And what was the president's response to this obviously desperate situation? "They want everything to be done for them," Mr. Trump griped, using the third-person plural to paint the entire island as a bunch of lazy, undeserving ingrates unwilling to lift a finger to help themselves. Mr. Trump's choice of words, which harked back to an earlier generation's euphemistic locutions about "those people," couldn't have been more heartless. It seems divisiveness has become his default position in any crisis, no matter how destructive or self-defeating the tactic may be.
For all his missteps in the aftermath of the disaster that struck New Orleans on his watch, it's hard to imagine Mr. Bush taking a similar line toward the victims of Hurricane Katrina in 2005. The Bush administration was sharply criticized at the time for its less than lackluster emergency response effort and for the president's seeming inattention, at least initially, to the storm's victims. But Mr. Bush did not blame New Orleans' inhabitants for their plight. Despite a poor start he eventually went on to marshal the whole country's support behind the federal relief and reconstruction effort.
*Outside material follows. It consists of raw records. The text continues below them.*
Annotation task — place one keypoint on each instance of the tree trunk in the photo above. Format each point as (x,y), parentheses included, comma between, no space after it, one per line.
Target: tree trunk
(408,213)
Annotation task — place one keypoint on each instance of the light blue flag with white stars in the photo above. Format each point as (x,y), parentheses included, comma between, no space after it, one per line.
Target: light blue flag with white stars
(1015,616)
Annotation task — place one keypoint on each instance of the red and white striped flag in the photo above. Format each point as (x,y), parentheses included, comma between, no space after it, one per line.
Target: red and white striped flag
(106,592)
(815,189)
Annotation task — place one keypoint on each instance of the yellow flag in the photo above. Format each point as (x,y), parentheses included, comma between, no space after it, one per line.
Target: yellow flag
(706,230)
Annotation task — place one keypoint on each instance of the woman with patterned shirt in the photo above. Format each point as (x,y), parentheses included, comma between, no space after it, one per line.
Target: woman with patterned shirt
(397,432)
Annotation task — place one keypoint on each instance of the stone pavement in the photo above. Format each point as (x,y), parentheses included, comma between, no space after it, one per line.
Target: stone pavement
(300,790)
(And let's, for a moment, put Mr. Bush's slow response in context. Katrina made landfall in Louisiana on Aug. 29, 2005. Mr. Bush's much maligned Air Force One flyover came two days later, and he was on the ground two days after that. He was rightly criticized for the delay, yet Mr. Trump will have taken three times as long to get to Puerto Rico.)
We hope that Mr. Trump similarly will come around to a recognition of the need to unite the country after disaster strikes, and that he will make his intentions plain in that regard when he addresses his fellow citizens in Puerto Rico tomorrow. No doubt the president's advisers are cautioning him to hold his tongue — if for no other reason than to avoid further alienating Hispanic voters on the U.S. mainland. But given Mr. Trump's seemingly congenital inability to stay on script, it's anybody's guess what will actually come out when he opens his mouth.
The biggest advantage Mr. Bush had over the present incumbent was a general feeling among the public that his heart was in the right place, even though he could be clumsy with words, and his administration's relief efforts were less than stellar. Mr. Trump, by contrast, has a habit of attacking anyone who criticizes his policies or disagrees with what he says. The nation doesn't need a leader throwing rhetorical bombs from the luxury of his golf resort at at a mayor stuck in a humanitarian crisis begging for the help her constituents need to survive. To borrow a favorite descriptor from the president's incessant tweeting, that's sad.